Book Banning–Beneficial or Grooming?
A report on the banning of books in Florida school districts and the
negative repercussions this will have on the future of our society
Introduction
More than five hundred and sixty-six books are banned in Florida’s Public Schools educational system. On the week of March 9, 2023, the governor, Ron DeSantis, called reports of book bans a “hoax.” Here, the governor misrepresents his book-banning policy to the public to deceive and downplay the issue. The primary cause of this issue is the current standing requirements that these books “violate” to be prohibited. These requirements are held responsible by the school board association and state government officials. Initially, these parties deem whether a book is qualified or appropriate for Florida School Systems. Many of these books aren’t taught as core curriculum. Many banned books were in the libraries and available to those who chose or sought to explore them. The books that fit the ban description include many written by people of color or about LBTQ+, building relationships, and sexual development. Some of these books use slang that is accurate to the story time the book takes place. Banning books on these themes is detrimental to the development of students. Restricting them negatively impacts books like these or those in similar categories. This, in turn, will groom these students to have an oppressive belief system that will be engrained and only regress our society further.
Harms
Banning books in Florida public schools will only create chaos and further the digression of Florida public school systems. The first harm it will create is a severe psychological and educational toll on these students. Secondly, we will see teachers depart and less integration of ethnicity and races in these positions. Lastly, this spread will grow stronger in Florida Systems’ higher education levels, ultimately creating more deterrence from these education systems out of fear of acceptance from minorities and of the curriculum that will be implemented and allowed. Right now, the focus is more on free-range books offered in libraries. Still, if we don’t put a policy in play, it will be the student reading curriculums, etc. This issue will become more challenging to stop because the layers of chaos will be a foundation for future students and will be too deeply engrained in these students.

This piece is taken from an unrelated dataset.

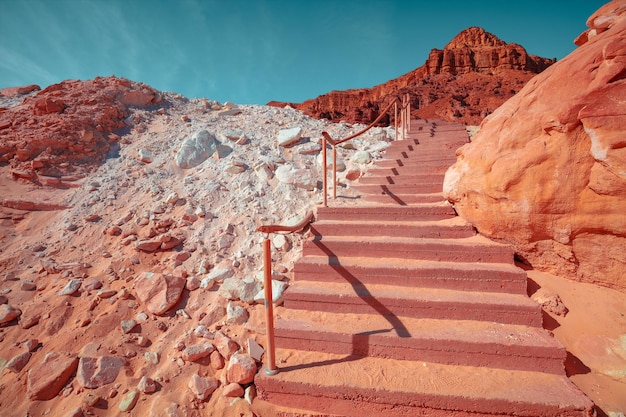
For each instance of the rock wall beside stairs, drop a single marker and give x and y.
(547, 171)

Psychological and educational harms Florida students will face psychological and educational harms, starting with the barriers to accessing what everyone deserves, to read freely. Many children love to read creative stories, especially those they can relate to or feel their family is represented. This made me ponder the percentage between each race and ethnicity in our Florida public schools. Upon research, I found an Article by the Florida Pheonix about the Florida Department of Education’s current makeup being “numbers for 2018-19, showing that the white student population dipped to 37.4 percent. Hispanic students comprised 33.9 percent of statewide enrollment that school year and black students comprised 21.9 percent.” Just from 2018-19 alone, the minority makeup of Hispanics is only 3.5 percent lower than that of the white student population. The Black representation is behind by 15.5 percent, considering this information was taken 4-5 years ago. I can only imagine that both of these groups have only gained more representation in Florida public school systems since.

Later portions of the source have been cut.